After she returned home she followed the doctor’s orders. She searched for counseling but was having a hard time finding anyone to take her in because she had to go on the State’s health plan and many agencies didn’t take that plan. It’s been a long journey for her, because PTSD (even from grief) doesn’t just go away on it’s own. Many people including some within her immediate family turned their backs on her during a time when she needed them the most. I believe they turned their backs on her because they didn’t understand the complexities of her grief. At a time when she needed people the most, they left her.
It’s been almost a year and she finally found a counseling center that would see her. My friend is working hard towards a future that no longer includes her husband. Some people may feel she should be on the road to recovery by now, but there is no time limit on grieving.
She confided in me that she will know when the healing is beginning to take place- and that will be when she can close her eyes and finally remember the happy times with her husband. The image she is still left with and can’t remove from her memory is that moment when she found him lying on their bed.

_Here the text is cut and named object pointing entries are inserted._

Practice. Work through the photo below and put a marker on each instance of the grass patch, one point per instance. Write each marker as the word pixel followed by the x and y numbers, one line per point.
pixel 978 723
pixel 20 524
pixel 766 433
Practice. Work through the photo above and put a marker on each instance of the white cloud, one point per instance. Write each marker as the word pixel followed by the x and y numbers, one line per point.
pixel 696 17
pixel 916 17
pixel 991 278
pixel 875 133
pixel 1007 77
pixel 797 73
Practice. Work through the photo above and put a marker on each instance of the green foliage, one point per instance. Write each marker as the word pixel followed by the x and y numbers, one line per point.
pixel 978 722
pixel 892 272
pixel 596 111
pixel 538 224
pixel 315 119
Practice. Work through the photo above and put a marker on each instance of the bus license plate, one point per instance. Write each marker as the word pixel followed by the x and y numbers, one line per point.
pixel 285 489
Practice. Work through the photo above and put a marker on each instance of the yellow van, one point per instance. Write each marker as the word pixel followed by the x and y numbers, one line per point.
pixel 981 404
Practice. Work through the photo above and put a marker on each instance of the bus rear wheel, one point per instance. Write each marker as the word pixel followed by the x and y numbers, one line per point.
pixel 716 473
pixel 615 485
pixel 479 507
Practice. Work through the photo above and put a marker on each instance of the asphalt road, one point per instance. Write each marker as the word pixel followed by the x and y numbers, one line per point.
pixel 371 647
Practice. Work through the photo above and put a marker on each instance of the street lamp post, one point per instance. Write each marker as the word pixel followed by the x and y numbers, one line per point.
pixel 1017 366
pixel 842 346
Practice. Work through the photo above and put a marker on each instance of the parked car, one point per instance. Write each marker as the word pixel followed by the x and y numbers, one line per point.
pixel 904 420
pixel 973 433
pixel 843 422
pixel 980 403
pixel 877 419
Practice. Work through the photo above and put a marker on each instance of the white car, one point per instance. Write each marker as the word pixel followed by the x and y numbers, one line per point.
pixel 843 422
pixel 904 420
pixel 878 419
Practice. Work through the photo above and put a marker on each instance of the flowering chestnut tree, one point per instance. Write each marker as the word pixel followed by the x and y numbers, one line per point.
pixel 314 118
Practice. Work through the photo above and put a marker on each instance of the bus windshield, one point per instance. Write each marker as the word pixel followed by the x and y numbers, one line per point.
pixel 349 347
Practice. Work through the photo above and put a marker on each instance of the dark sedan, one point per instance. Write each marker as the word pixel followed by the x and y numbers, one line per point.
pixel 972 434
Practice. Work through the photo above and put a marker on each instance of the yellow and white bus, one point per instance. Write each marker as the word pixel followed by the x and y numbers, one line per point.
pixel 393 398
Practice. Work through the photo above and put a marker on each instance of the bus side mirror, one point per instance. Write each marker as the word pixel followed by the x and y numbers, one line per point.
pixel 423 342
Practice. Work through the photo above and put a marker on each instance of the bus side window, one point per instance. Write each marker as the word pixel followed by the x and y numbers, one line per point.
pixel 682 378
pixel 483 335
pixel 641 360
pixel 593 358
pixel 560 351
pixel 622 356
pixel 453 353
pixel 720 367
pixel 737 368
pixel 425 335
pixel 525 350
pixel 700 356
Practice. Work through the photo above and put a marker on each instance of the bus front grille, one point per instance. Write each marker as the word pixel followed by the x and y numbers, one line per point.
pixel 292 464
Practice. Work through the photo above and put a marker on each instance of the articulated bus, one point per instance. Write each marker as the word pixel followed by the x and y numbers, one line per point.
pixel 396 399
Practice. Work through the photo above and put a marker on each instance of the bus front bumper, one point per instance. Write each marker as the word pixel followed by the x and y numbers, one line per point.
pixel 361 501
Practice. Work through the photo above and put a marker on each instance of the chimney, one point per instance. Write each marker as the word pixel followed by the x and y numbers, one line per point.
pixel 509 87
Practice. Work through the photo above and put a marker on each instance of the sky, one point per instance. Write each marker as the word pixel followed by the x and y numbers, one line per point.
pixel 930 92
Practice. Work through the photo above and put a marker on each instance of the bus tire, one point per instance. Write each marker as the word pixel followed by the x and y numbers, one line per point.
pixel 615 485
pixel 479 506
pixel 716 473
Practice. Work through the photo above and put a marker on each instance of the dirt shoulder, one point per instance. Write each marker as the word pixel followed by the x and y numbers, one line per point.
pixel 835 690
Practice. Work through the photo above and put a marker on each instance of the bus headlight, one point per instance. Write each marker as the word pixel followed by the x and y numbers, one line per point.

If you have a friend or a loved one that has lost someone they love- please check in on them frequently. They may tell you they don’t need anything, but they do need human interaction and compassion. Don’t tell the person to call you if they need anything because they won’t. Bring over meals because chances are they won’t be making meals for themselves. Most important- if you suspect they have reached a clinical depression try to help them get counseling and/or see a Doctor. Never give up on them. They will try to push you away, but this is when they need you the most.
It saddens me to think the system let her down. It angers me when I think of how the system treated her. There is still such a lack of understanding when it comes to mental trauma and the brain. They did treat her like a criminal entering jail, instead of treating her as a sick, grieving woman who desperately needed compassion and help. Her experience with the hospital added more trauma and has left her with a major distrust in our health system. It doesn’t leave me feeling warm and fuzzy either after hearing of her experience.
It’s time for change- it seems as though we make strides, yet parts of our healthcare system aren’t just broken, they are archaic. When someone doesn’t have the strength to use their voice, please be their voice!